Las máscaras del desarrollo insostenible en Chile


Durante los próximos 10 meses, Chile será el teatro de las negociaciones internacionales sobre cambio climático, para recibir, en diciembre del año 2019, a la 25ª Conferencia de las Partes (COP25) de la Convención Marco de las Naciones Unidas sobre Cambio Climático (CMNUCC). El evento se inscribe en una serie de esfuerzos internacionales para responder a la crisis ambiental, y, sin embargo, paradójicamente, las tendencias ambientales globales negativas se han mantenido intactas, más aún, en su mayor parte, se han intensificado.

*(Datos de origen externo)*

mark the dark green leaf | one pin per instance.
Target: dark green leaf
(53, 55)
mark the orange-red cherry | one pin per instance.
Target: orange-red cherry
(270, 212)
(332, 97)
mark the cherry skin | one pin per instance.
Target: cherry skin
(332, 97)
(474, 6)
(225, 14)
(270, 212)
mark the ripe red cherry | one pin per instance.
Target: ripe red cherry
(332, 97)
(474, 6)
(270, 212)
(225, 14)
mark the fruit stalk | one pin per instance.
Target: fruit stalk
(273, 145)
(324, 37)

La CMNUCC fue adoptada en 1992 y entró en vigor en 1994. Su objetivo central es prevenir una interferencia humana “peligrosa” con el sistema climático (artículo 2), controlando las emisiones de gases de efecto invernadero, considerando la información científica disponible (principalmente proporcionada por el Grupo Intergubernamental de Expertos sobre el Cambio Climático, o IPCC por sus siglas en inglés). Hoy, existe un cierto consenso sobre el límite de 2°Celsius de aumento promedio de la temperatura global como el umbral para evitar riesgos complejos. Sin embargo, las probabilidades de alcanzar el objetivo de 2°C son mínimas. Varios estudios muestran que tenemos un 5% de probabilidades de limitar el calentamiento a 2°C, y solo una posibilidad entre cien de no superar 1.5°C, que constituye el objetivo deseado de la COP21 de París en 2015. Otras investigaciones recientes muestran que, aunque lográsemos reducir hoy mismo nuestra huella de carbono a cero por arte de magia, de todos modos, las inercias del sistema climático harían que la temperatura global promedio se elevase hasta los 1.5°C. Todas estas alertas y todos estos escenarios hipotéticos para evitar una interferencia peligrosa con el sistema climático no se condicen con ninguna realidad. Aún si todos los países cumplieran sus objetivos comprometidos en el marco del Acuerdo de París de 2015, la temperatura del planeta aumentaría en un promedio de 4° C, como mínimo.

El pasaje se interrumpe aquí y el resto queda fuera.